Die Rückkehr der Intoleranz in den USA

■ Auch bei den zahlreichen Referenden in den Bundesstaaten setzten sich die konservativen Gesetzesinitiativen durch

New York (AP/dpa/wps) – Nur einen Tag nachdem die BürgerInnen im US-Bundesstaat Kalifornien die umstrittene „Vorlage 187“ gegen ImmigrantInnen per Referendum gebilligt hatten, ist ein Teil der Vorschriften bereits per Gerichtsbeschluß wieder außer Kraft gesetzt. So stoppte ein Gericht in San Francisco per einstweiliger Verfügung Teile des Gesetzes, nach denen Kinder illegaler ImmigrantInnen ab sofort der Besuch öffentlicher Schulen verweigert werden sollte. Bürgerrechtsorganisationen und Schulen hatten unmittelbar nach dem Referendum gegen die Verordnung geklagt. Der republikanische Gouverneur Pete Wilson, einer der Verfechter der Vorlage, hatte noch am Mittwoch alle staatlichen Einrichtungen angewiesen, sich auf eine sofortige Durchführung der Beschlüsse vorzubereiten.

Schon vor dem Referendum hatte die Vorlage massive Proteste ausgelöst, nicht zuletzt in Mexiko. „Die Stimmen der Intoleranz sind zurückgekehrt“, kommentierte der scheidende mexikanische Präsident Carlos Salinas de Gortari und stellte sich damit an die Spitze des Protests gegen die kalifornischen Vorhaben. Die Kritik an der „Vorlage 187“ eint in Mexiko alle gesellschaftlichen Gruppen, von „Rassismus“ und einem „schweren Schlag für die US-amerikanisch- mexikanischen Beziehungen“ war in den Zeitungen die Rede. Neben moralischer Entrüstung stehen dahinter vor allem ökonomische Befürchtungen in den armen Bundesstaaten Baja California, Michoacan, Zacatecas und Guerrero. Von dort kommen die meisten der illegalen ImmigrantInnen in die USA – die Rückkehr Hunderttausender könnte katastrophale Auswirkungen auf den mexikanischen Staatshaushalt haben.

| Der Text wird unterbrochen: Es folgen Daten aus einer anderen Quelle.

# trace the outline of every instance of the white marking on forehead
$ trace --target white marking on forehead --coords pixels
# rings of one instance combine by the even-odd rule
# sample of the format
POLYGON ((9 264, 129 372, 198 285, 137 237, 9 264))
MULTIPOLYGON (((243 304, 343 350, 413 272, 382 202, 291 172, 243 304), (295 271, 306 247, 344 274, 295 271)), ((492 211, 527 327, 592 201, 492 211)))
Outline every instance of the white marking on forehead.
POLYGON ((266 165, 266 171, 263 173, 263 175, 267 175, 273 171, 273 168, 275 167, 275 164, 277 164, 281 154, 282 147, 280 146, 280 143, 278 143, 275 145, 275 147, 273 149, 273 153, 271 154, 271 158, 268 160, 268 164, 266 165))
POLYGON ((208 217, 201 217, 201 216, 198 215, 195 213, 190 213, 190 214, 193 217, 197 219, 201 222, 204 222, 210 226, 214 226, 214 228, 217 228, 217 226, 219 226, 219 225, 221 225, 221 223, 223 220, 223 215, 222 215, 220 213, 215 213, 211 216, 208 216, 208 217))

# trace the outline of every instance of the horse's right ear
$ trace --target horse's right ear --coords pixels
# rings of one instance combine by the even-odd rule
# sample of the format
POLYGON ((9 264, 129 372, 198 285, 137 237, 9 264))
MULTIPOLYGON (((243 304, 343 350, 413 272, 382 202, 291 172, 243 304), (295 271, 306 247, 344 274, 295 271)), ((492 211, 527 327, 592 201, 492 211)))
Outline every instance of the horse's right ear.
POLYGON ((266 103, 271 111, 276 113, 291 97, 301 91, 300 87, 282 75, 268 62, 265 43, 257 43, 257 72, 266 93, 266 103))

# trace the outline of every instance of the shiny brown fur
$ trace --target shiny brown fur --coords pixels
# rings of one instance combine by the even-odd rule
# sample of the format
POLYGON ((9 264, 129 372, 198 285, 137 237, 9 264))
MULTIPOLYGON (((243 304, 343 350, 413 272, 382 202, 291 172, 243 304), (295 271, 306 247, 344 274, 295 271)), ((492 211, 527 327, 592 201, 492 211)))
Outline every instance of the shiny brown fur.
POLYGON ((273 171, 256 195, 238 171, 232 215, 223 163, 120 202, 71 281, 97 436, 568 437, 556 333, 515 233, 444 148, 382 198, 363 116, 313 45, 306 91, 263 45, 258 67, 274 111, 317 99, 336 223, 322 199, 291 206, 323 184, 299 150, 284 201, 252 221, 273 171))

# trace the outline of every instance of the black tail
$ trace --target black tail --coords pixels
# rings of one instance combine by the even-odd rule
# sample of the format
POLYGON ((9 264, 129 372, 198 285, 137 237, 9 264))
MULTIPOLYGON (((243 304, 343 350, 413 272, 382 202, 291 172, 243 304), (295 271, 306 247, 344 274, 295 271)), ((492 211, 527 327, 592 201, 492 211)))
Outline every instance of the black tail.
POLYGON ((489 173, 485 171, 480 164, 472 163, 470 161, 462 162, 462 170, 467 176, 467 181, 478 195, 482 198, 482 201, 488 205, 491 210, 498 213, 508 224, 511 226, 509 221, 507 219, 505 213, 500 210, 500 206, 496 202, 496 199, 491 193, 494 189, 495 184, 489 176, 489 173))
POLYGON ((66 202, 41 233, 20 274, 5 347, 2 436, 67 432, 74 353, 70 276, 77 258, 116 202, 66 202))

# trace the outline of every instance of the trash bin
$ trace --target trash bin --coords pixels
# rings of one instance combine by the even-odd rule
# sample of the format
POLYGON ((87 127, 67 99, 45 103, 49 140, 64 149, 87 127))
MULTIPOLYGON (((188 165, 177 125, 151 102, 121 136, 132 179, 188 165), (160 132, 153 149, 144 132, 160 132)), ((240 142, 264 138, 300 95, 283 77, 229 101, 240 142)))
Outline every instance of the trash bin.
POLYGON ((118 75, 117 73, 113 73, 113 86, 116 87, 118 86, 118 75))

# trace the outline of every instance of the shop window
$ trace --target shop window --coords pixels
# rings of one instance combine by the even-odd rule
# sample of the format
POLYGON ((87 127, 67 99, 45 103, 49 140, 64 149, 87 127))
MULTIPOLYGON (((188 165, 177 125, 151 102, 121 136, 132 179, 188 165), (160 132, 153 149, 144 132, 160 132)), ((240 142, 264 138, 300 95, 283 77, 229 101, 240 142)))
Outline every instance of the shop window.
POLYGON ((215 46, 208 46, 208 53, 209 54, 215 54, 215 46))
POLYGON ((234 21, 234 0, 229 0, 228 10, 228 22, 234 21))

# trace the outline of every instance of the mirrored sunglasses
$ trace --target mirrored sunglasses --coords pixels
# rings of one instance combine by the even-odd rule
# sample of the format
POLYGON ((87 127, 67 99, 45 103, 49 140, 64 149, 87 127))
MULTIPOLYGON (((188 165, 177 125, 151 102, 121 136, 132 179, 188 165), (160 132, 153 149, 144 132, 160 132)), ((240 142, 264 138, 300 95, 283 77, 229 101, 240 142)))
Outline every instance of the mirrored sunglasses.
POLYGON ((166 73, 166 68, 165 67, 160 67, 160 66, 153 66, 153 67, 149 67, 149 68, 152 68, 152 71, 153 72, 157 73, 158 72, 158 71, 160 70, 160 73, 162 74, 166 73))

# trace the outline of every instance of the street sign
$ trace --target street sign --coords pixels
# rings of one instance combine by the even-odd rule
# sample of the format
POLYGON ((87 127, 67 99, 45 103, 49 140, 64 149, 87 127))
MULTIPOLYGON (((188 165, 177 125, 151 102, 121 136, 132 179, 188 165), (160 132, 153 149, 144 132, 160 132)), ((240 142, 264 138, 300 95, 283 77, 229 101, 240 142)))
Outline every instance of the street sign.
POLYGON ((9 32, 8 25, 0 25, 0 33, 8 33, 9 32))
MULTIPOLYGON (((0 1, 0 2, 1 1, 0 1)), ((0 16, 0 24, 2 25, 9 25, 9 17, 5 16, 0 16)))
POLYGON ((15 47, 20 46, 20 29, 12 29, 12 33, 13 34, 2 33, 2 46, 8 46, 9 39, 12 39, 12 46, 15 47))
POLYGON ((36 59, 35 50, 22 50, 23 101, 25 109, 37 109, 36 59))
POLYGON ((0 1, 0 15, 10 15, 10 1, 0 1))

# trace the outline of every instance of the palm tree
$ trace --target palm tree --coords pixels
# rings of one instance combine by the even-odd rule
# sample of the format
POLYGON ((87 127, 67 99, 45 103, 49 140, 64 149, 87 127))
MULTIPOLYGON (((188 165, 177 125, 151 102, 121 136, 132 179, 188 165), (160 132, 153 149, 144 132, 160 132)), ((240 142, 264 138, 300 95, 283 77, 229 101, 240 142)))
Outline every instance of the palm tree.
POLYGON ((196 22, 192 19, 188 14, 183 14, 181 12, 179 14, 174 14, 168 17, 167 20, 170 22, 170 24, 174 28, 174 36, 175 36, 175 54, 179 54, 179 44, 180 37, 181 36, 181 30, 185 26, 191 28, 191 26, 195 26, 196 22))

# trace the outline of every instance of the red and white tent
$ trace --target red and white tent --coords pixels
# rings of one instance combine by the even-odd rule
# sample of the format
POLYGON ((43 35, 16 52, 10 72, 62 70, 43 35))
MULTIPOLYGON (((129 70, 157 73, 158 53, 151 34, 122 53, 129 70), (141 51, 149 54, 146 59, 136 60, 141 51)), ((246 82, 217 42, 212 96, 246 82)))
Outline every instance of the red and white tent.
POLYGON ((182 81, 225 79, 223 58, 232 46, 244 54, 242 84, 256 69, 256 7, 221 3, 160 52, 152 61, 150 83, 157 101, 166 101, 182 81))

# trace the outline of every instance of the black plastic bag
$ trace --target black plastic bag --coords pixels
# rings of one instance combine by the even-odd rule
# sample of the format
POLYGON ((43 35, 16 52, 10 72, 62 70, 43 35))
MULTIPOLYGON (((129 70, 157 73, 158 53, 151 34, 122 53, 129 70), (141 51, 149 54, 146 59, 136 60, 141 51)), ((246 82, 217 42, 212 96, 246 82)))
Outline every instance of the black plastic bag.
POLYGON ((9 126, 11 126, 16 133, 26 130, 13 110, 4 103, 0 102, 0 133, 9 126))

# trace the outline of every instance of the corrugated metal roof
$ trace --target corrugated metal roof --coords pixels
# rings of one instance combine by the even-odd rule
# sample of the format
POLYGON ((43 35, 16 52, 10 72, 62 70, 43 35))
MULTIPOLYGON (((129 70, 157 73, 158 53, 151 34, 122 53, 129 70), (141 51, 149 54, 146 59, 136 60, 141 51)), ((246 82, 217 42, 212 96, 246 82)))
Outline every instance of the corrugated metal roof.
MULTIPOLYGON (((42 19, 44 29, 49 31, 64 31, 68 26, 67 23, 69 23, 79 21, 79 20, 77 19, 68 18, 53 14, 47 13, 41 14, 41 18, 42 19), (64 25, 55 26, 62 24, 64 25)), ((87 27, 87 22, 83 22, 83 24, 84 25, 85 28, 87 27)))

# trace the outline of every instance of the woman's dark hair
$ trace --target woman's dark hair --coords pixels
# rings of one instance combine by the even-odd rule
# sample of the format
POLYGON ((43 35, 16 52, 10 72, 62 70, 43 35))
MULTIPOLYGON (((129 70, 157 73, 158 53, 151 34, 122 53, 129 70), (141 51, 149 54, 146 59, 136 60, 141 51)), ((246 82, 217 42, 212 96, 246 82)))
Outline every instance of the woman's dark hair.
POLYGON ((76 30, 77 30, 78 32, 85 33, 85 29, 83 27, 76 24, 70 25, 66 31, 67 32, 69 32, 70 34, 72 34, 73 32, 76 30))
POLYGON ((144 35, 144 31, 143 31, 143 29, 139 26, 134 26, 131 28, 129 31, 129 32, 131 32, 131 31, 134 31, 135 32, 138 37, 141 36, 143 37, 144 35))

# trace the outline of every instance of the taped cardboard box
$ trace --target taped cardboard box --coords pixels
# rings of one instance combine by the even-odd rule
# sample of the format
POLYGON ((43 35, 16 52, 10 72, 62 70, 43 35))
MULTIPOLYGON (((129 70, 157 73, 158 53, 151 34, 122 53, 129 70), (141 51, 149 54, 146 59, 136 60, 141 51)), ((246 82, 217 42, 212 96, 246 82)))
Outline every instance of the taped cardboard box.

Aber nicht nur in Kalifornien setzte sich bei den Referenden vom Dienstag die konservative Seite durch: In Georgia soll künftig jeder, der zum zweiten Mal eines schweren Gewaltverbrechens überführt wurde, automatisch zu lebenslanger Haft ohne jegliche Chance einer Begnadigung verurteilt werden. 75 Prozent der Wähler sprachen sich dafür aus, in dem Südstaat die nunmehr schärfsten Strafgesetze in den gesamten USA einzuführen. In Kalifornien gilt laut der am Dienstag gebilligten Initiative die Regelung „automatisch Lebenslänglich“ erst nach der dritten Verurteilung. Die KalifornierInnen erteilten den Plänen von Präsident Bill Clinton bezüglich der Einführung einer staatlichen Gesundheitsversorgung eine eindeutige Abfuhr und billigten ein Rauchverbot am Arbeitsplatz ab dem 1. Januar.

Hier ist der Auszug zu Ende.